Department of Oncological Sciences, University of Utah, Salt Lake City, Utah.
Huntsman Cancer Institute, University of Utah, Salt Lake City, Utah.
Clin Cancer Res. 2020 Dec 1;26(23):6374-6386. doi: 10.1158/1078-0432.CCR-20-1675. Epub 2020 Sep 15.
Mutational activation of or (), detected in >90% of uveal melanomas, leads to constitutive activation of oncogenic pathways, including MAPK and YAP. To date, chemo- or pathway-targeted therapies, either alone or in combination, have proven ineffective in the treatment of patients with metastatic uveal melanoma.
We tested the efficacy of chloroquine or hydroxychloroquine, in combination with MAPK pathway inhibition in -mutated cells and and identified mechanisms of MEK1/2 inhibitor plus chloroquine-induced cytotoxicity.

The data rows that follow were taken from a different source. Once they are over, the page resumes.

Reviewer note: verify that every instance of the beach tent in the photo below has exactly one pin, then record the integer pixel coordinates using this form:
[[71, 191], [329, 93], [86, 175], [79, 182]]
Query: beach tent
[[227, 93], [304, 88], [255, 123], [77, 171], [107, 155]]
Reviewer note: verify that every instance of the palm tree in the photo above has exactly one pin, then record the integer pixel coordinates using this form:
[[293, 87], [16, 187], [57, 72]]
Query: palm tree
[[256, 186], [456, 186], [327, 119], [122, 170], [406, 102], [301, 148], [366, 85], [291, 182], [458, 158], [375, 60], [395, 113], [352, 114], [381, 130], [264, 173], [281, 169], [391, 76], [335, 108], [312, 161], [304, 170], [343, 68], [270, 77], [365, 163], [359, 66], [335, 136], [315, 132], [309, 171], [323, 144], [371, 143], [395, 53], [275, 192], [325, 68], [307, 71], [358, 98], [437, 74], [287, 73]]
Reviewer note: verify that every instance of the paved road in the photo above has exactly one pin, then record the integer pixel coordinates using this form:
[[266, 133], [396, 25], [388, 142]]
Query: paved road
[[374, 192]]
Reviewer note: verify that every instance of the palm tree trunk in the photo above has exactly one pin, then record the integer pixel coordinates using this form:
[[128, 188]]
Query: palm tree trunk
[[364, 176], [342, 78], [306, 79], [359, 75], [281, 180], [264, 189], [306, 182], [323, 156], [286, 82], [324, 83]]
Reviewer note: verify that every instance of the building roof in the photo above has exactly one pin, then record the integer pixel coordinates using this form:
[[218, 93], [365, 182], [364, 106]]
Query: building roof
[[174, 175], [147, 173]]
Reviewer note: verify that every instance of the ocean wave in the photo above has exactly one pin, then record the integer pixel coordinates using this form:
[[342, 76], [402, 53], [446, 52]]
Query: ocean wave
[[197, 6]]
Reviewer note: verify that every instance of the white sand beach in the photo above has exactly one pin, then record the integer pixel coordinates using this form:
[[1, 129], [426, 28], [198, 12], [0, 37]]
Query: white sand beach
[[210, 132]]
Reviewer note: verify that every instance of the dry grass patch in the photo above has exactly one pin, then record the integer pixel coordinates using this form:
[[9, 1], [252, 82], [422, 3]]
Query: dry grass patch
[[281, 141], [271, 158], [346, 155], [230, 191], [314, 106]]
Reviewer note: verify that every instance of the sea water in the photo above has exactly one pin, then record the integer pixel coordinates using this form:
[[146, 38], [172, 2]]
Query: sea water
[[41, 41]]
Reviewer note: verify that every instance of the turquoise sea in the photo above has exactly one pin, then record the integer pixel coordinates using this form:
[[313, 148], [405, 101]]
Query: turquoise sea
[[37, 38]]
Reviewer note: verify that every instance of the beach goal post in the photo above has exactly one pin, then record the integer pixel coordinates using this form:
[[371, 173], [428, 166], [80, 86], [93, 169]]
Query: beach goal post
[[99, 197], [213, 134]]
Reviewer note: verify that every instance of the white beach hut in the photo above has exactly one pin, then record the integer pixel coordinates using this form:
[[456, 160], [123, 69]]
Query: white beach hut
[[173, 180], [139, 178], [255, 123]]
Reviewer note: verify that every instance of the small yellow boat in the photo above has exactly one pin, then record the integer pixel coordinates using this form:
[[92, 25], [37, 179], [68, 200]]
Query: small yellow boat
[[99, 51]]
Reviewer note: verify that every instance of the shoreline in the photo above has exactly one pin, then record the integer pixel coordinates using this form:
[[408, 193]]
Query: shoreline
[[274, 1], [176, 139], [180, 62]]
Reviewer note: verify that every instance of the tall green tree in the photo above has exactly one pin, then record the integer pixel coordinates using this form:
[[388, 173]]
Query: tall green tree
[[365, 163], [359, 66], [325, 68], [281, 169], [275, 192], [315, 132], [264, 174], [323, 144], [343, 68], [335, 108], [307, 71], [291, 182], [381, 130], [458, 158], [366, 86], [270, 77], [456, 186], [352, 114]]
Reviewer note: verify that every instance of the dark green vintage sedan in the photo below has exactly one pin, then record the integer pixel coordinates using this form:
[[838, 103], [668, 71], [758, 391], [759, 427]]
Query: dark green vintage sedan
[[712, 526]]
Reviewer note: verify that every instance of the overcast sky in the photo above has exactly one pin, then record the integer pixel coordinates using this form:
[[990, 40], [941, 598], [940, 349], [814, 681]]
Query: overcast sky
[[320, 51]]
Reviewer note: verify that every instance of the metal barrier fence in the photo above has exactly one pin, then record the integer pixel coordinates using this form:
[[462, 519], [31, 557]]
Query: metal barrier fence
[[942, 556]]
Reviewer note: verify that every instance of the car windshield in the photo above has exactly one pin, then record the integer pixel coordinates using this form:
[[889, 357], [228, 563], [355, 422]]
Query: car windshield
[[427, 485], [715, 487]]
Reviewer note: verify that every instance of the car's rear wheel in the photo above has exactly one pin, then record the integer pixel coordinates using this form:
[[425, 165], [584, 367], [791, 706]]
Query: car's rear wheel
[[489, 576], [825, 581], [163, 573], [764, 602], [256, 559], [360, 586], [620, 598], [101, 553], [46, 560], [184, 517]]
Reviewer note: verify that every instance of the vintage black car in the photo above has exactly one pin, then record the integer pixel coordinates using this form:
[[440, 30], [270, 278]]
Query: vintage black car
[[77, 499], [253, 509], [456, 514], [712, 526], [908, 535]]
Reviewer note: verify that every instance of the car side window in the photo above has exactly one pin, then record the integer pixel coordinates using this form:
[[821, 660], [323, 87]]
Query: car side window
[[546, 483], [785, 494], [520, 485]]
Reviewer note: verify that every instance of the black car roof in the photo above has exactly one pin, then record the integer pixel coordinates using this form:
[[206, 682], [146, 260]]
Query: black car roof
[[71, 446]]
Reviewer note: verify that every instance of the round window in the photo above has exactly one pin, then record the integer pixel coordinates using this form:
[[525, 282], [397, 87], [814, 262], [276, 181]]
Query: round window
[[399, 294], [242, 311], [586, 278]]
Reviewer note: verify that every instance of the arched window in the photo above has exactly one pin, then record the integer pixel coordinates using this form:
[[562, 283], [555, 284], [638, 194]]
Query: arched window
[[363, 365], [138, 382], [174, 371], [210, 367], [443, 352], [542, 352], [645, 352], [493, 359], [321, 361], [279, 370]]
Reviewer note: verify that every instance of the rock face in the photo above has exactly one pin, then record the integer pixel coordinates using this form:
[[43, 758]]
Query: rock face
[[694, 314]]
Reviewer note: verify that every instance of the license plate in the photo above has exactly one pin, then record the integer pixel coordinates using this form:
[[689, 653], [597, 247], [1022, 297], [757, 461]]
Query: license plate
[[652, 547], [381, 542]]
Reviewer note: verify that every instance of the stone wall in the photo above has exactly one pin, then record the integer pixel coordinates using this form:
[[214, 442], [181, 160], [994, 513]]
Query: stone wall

Inhibition of GNAQ/11-mediated activation of MAPK signaling resulted in the induction of autophagy. Combined inhibition of Gα and autophagy or lysosome function resulted in enhanced cell death. Moreover, the combination of MEK1/2 inhibition, using trametinib, with the lysosome inhibitor, chloroquine, also increased cytotoxicity. Treatment of mice bearing GNAQ/11-driven melanomas with trametinib plus hydroxychloroquine resulted in inhibition of tumor growth and significantly prolonged survival. Interestingly, lysosomal- and autophagy-specific inhibition with bafilomycin A1 was not sufficient to promote cytotoxicity in combination with trametinib. However, the addition of YAP inhibition with trametinib plus bafilomycin A1 resulted in cell death at comparable levels to trametinib plus chloroquine (T/CQ) treatment. Furthermore, T/CQ-treated cells displayed decreased YAP nuclear localization and decreased YAP transcriptional activity. Expression of a constitutively active YAP mutant conferred resistance to T/CQ-induced cell death.
These results suggest that YAP, MEK1/2, and lysosome function are necessary and critical targets for the therapy of GNAQ/11-driven melanoma, and identify trametinib plus hydroxychloroquine as a potential treatment strategy for metastatic uveal melanoma.
在超过 90%的葡萄膜黑色素瘤中检测到 或 ()的突变激活,导致致癌途径的组成性激活,包括 MAPK 和 YAP。迄今为止,化学疗法或靶向途径的治疗,无论是单独使用还是联合使用,在治疗转移性葡萄膜黑色素瘤患者方面都证明是无效的。
我们测试了氯喹或羟氯喹与 MAPK 途径抑制联合治疗 GNAQ/11 突变细胞 和 的疗效,并确定了 MEK1/2 抑制剂加氯喹诱导细胞毒性的机制。
抑制 GNAQ/11 介导的 MAPK 信号转导的激活导致自噬的诱导。Gα 联合抑制和自噬或溶酶体功能的抑制导致细胞死亡增加。此外,使用 trametinib 抑制 MEK1/2,与溶酶体抑制剂氯喹联合使用,也增加了细胞毒性。用 trametinib 加羟氯喹治疗携带 GNAQ/11 驱动的黑色素瘤的小鼠导致肿瘤生长抑制和生存时间显著延长。有趣的是,用 bafilomycin A1 进行溶酶体和自噬特异性抑制不足以与 trametinib 联合促进细胞毒性。然而,在用 trametinib 加 bafilomycin A1 抑制 YAP 的同时,与 trametinib 加氯喹(T/CQ)治疗相比,导致细胞死亡的水平相当。此外,T/CQ 处理的细胞显示出 YAP 核定位减少和 YAP 转录活性降低。组成性激活的 YAP 突变体的表达赋予了对 T/CQ 诱导的细胞死亡的抗性。
这些结果表明,YAP、MEK1/2 和溶酶体功能是治疗 GNAQ/11 驱动的黑色素瘤的必要和关键靶点,并确定 trametinib 加羟氯喹是治疗转移性葡萄膜黑色素瘤的潜在治疗策略。